Modified: ctakes/trunk/ctakes-core/src/main/java/org/apache/ctakes/core/sentence/SentenceDetectorCtakes.java
URL: http://svn.apache.org/viewvc/ctakes/trunk/ctakes-core/src/main/java/org/apache/ctakes/core/sentence/SentenceDetectorCtakes.java?rev=1788492&r1=1788491&r2=1788492&view=diff
==============================================================================
--- ctakes/trunk/ctakes-core/src/main/java/org/apache/ctakes/core/sentence/SentenceDetectorCtakes.java (original)

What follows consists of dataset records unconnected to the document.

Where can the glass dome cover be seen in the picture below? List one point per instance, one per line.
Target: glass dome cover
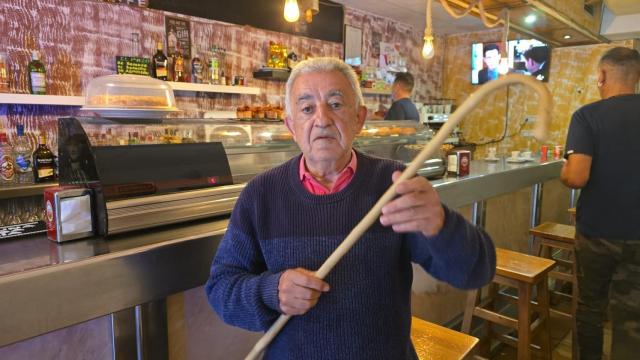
(129, 92)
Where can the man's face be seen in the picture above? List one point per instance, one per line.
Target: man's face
(492, 59)
(324, 118)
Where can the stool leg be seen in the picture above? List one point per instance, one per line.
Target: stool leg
(472, 300)
(543, 301)
(524, 321)
(485, 347)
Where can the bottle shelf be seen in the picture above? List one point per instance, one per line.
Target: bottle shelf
(60, 100)
(24, 190)
(180, 86)
(370, 91)
(29, 99)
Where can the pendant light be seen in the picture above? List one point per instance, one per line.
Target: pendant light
(428, 50)
(291, 10)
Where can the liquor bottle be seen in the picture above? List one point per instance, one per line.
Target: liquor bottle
(178, 67)
(196, 68)
(159, 64)
(7, 162)
(43, 162)
(37, 75)
(23, 152)
(214, 67)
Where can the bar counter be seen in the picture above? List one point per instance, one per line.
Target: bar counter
(46, 286)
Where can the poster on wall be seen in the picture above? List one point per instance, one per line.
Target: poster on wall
(178, 36)
(390, 58)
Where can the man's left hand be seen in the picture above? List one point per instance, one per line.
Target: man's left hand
(416, 209)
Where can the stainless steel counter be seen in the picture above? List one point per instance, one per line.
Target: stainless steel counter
(46, 286)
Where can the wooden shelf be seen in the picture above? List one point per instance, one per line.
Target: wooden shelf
(7, 98)
(29, 99)
(180, 86)
(370, 91)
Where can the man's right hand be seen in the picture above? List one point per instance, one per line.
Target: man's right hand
(299, 290)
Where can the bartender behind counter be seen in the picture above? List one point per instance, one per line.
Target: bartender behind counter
(402, 107)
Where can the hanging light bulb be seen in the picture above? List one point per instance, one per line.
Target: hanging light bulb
(291, 10)
(427, 49)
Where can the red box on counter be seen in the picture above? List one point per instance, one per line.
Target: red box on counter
(459, 162)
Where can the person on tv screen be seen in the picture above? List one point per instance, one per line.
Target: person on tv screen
(492, 61)
(536, 60)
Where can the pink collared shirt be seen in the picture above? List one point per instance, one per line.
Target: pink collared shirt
(316, 188)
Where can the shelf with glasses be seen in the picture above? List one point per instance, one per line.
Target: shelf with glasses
(371, 91)
(62, 100)
(30, 99)
(19, 191)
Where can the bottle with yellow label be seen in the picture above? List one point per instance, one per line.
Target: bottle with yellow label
(43, 162)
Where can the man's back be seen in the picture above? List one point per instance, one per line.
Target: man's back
(608, 131)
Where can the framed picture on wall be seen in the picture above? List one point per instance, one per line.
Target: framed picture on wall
(352, 45)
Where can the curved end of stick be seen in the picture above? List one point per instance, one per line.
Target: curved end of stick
(545, 105)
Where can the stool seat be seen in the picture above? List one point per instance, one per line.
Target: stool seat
(524, 273)
(554, 231)
(522, 267)
(435, 342)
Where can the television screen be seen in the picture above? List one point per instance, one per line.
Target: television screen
(528, 57)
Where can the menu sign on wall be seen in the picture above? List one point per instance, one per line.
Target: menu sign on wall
(132, 65)
(178, 36)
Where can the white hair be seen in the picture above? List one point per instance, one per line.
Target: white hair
(323, 64)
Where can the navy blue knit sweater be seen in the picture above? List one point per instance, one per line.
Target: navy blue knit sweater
(277, 225)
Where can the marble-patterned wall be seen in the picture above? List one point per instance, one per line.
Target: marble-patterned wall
(79, 40)
(427, 73)
(572, 82)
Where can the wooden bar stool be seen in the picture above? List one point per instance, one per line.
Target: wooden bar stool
(434, 342)
(522, 272)
(551, 238)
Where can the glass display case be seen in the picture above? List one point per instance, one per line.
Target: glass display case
(251, 146)
(155, 171)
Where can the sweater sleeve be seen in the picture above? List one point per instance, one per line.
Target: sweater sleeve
(239, 288)
(461, 254)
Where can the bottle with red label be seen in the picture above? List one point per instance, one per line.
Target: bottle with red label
(7, 162)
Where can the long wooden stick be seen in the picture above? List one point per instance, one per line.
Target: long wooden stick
(540, 132)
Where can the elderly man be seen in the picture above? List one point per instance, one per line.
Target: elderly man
(602, 148)
(289, 219)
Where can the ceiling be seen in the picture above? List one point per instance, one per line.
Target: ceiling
(549, 28)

+++ ctakes/trunk/ctakes-core/src/main/java/org/apache/ctakes/core/sentence/SentenceDetectorCtakes.java Fri Mar 24 16:03:01 2017
@@ -29,11 +29,12 @@ import java.util.HashMap;
 import java.util.List;
 import java.util.Map;
 
-import opennlp.maxent.GIS;
-import opennlp.maxent.GISModel;
+import opennlp.tools.ml.maxent.GISTrainer;
+import opennlp.tools.ml.maxent.GISModel;
 import opennlp.model.EventStream;
-import opennlp.model.MaxentModel;
+import opennlp.tools.ml.model.MaxentModel;
 import opennlp.tools.dictionary.Dictionary;
+import opennlp.tools.sentdetect.DefaultSDContextGenerator;
 import opennlp.tools.sentdetect.EndOfSentenceScanner;
 import opennlp.tools.sentdetect.SDContextGenerator;
 import opennlp.tools.sentdetect.SDEventStream;
@@ -42,7 +43,10 @@ import opennlp.tools.sentdetect.Sentence
 import opennlp.tools.sentdetect.SentenceSample;
 import opennlp.tools.sentdetect.SentenceSampleStream;
 import opennlp.tools.sentdetect.lang.Factory;
-import opennlp.tools.util.HashSumEventStream;
+import opennlp.tools.ml.model.Event;
+import opennlp.tools.ml.model.HashSumEventStream;
+import opennlp.tools.util.AbstractObjectStream;
+import opennlp.tools.util.MarkableFileInputStreamFactory;
 import opennlp.tools.util.ObjectStream;
 import opennlp.tools.util.PlainTextByLineStream;
 import opennlp.tools.util.Span;
@@ -99,7 +103,7 @@ public class SentenceDetectorCtakes {
 	   *
 	   * @param model the {@link SentenceModel}
 	   */
-	  public SentenceDetectorCtakes(MaxentModel model, SDContextGenerator cg, EndOfSentenceScanner eoss) {
+	  public SentenceDetectorCtakes(MaxentModel model, DefaultSDContextGenerator cg, EndOfSentenceScanner eoss) {
 		  this.model = model;
 		  cgen = cg;
 		  scanner = eoss;
@@ -107,7 +111,7 @@ public class SentenceDetectorCtakes {
 	  }
 
 
-	  /**
+	/**
 	   * Detect sentences in a String.
 	   *
 	   * @param s  The string to be processed.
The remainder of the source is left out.